So that’s it, the first month of writing something every day done. What have I learnt so far? It’s not as hard as I’d feared, but not as easy as I’d hoped. It’s also not entirely been the godsend that I wanted it to be. But that’s one I’m going to have to explain. Because you’re not in my head, I don’t think.
I wanted this to be a sort of whetstone, to be improve my writing itself, and to make my mind more creative and useful as a writing tool. I need to be pitching articles more than I’m writing them, even, at the moment, if I’m going to get anywhere on my own rather than some miraculous job, of which there seem to be scant few. I’ve heard that I’m trying to get into this business of games writing at one of the worst times to do it, but it’s not like I’ve got many more options, so, for better or worse, that’s what I’m going to be trying at.
So as far as getting my creative juices flowing a little more freely, sure, that’s happened, but only in so much as thinking up bloody blog posts every day. I’m not sure if that’s what’s happening, and I’m actually having more original and interesting ideas now than before, or if this is some sort of base line that I naturally sit at, and the quality of the ideas are pretty rudimentary. Of course I’ve had one or two every week or so, but that doesn’t feel like anything beyond what I had before, so is it all worth it? Who knows. I just know that I’ve amassed probably about fifteen thousand words over the past month, and that’s something, I guess.

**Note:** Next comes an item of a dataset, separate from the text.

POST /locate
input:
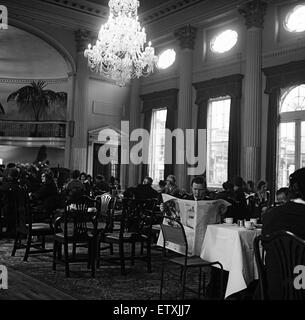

And I’m kind of happy with that, on its own. It’s shown that I can do it, and, if anything, it’s provided a little more structure to my day. And, more importantly, I’ve at least tried to think of something worthwhile every day to talk about, beyond some mundane musing on daily routine, which was what I’d set out to do in the first place. So there’s that. And, finally, it’s given me a medium for some thoughts I’ve been having for a while, and allowed me to highlight a few things that I talk about often with friends, but never really explored on my own, in my own space. Writing’s pretty great for that sort of thing.
If you’ve been reading this every day, thanks, hope it hasn’t been too hit and miss so far, and I make no promises for the month ahead. I think if I can make it past February that’d be quite the thing, a round sixty to call my own. We could aim even higher; triple figures always look good. To the moon! Etc.